These splendid campaigns, known to us, alas! only in outline, are the finest testimony to Alfred’s powers of organisation that could be given. Wherever the Vikings appeared they were at once met by a sufficient force and held in check. Their strong camps could not defend them as of old: sometimes the palisades were stormed, sometimes blockade did the work, and the host had to depart in order to save itself from starvation. Three years of perpetual disaster tired out at last even the obstinacy of the battle-loving Northmen. They dispersed and sought other scenes of activity and enemies less formidable than the great king of Wessex.
For the last four years of his life Alfred was undisturbed save by trifling raids of small squadrons, which he brushed off with ease by means of the new fleet of “great ships” which he had built. The work of defence was done: Wessex was saved, and with Wessex the English nationality. In a few years the king’s gallant son, Edward the Elder, was to take the offensive against the old enemy, and to repay on the Danelagh all the evils that England had suffered during the miserable years of the ninth century. That such triumphs lay within his power was absolutely and entirely the work of his great father, who had turned defeat into victory, brought order out of chaos, and left the torn and riven kingdom that he had inherited transformed into the best organised and most powerful state in Western Europe.
ALFRED AS A GEOGRAPHER
BY SIR CLEMENTS MARKHAM
ALFRED AS A GEOGRAPHER
The single-minded devotion of King Alfred to the service of his people is shown in every action of his life; and one of the greatest, certainly the most remarkable undertaking for that end, was the conveyance of knowledge to them in their own language, through paraphrased translations. It was thus that he strove to disseminate some acquaintance with theology, moral philosophy, history, and geography. It is a very striking and suggestive fact that a ruler who surpassed all others that the world has ever seen in wisdom and insight, as well as in complete abnegation of every selfish thought in his dealings with his people, should have given so high a place to geography. Alfred knew by experience that an acquaintance with the relative positions of places on the earth’s surface was the necessary foundation of the kind of knowledge required equally by the statesman, the soldier, and the merchant; and he therefore gave its due place to geography in his grand scheme for the enlightenment of Englishmen. In this he was centuries in advance of his age, and even now the standard in this, as in other respects, is below that of the wisest of our kings.

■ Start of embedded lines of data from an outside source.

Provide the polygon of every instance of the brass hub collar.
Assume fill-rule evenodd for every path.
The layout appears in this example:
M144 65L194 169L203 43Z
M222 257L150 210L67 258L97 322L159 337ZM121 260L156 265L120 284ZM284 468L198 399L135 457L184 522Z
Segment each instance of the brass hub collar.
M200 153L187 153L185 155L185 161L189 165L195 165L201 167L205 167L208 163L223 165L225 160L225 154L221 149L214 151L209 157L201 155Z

Alfred, as was his wont, when he had resolved to bring knowledge on any particular subject within the reach of his people, diligently sought out the best authority on geography. Ptolemy, Strabo, and Pliny were unknown to his generation, still hidden away in dark repositories and not to be unearthed until the dawn of the Renaissance. In the ninth century the best geographical work was that of Paulus Orosius, who had lived in the days of the Emperor Honorius. He was a native of Tarragona in Spain, and took orders in the Christian church. Perplexed by the controversies in his own country, the young Spanish deacon undertook a voyage to Africa, to receive the solution of his doubts from the famous Bishop of Hippo. Orosius secured the friendship of St. Augustine, who sent him to Palestine on two occasions before A.D. 416, and gave him opportunities for study. The result was a work intended to refute the pagan opinion that the sack of Rome by Alaric was due to the anger of the ancient gods. It, however, contained much more than mere polemics, and was in fact a summary of the world’s history from the creation to the days of Honorius, with a sketch of all that was then known of geography.
Alfred brought high qualifications to the task of translating and editing Orosius.[25] In his boyhood he had twice made journeys to Rome, which, as regards danger and hardships, may be compared to an expedition to Lhasa at the present day. In after life he had become very intimately acquainted with the topography of his native island, from the Humber to the shores of the Channel, and from the Severn to the East Anglian coast. As a military tactician he knew each river, valley, hill range, and plain; as an administrator he had examined the capabilities of every district; and as a naval commander, the harbours and estuaries, the tides and currents were familiar to him. So far as his personal knowledge extended, Alfred was a trained geographer. He was also in a position to increase the information derived from his own personal experiences by diligently collecting materials from those foreigners who frequented his court, and by reading. He had the gift of assimilating the knowledge thus acquired, and he studied most diligently. Above all, he was eager to investigate unknown things for the great end he always had in view—the good of his people.
Alfred’s design was to collect the best and most extensive geographical information, without confining himself to the text of Orosius. Thus he commences his geographical work with a very lucid account of the peoples of central Europe and of their relative positions, which is not in the work of Orosius, but was composed by the king himself from his own sources of information. It is the only account from which such details in that age can be derived.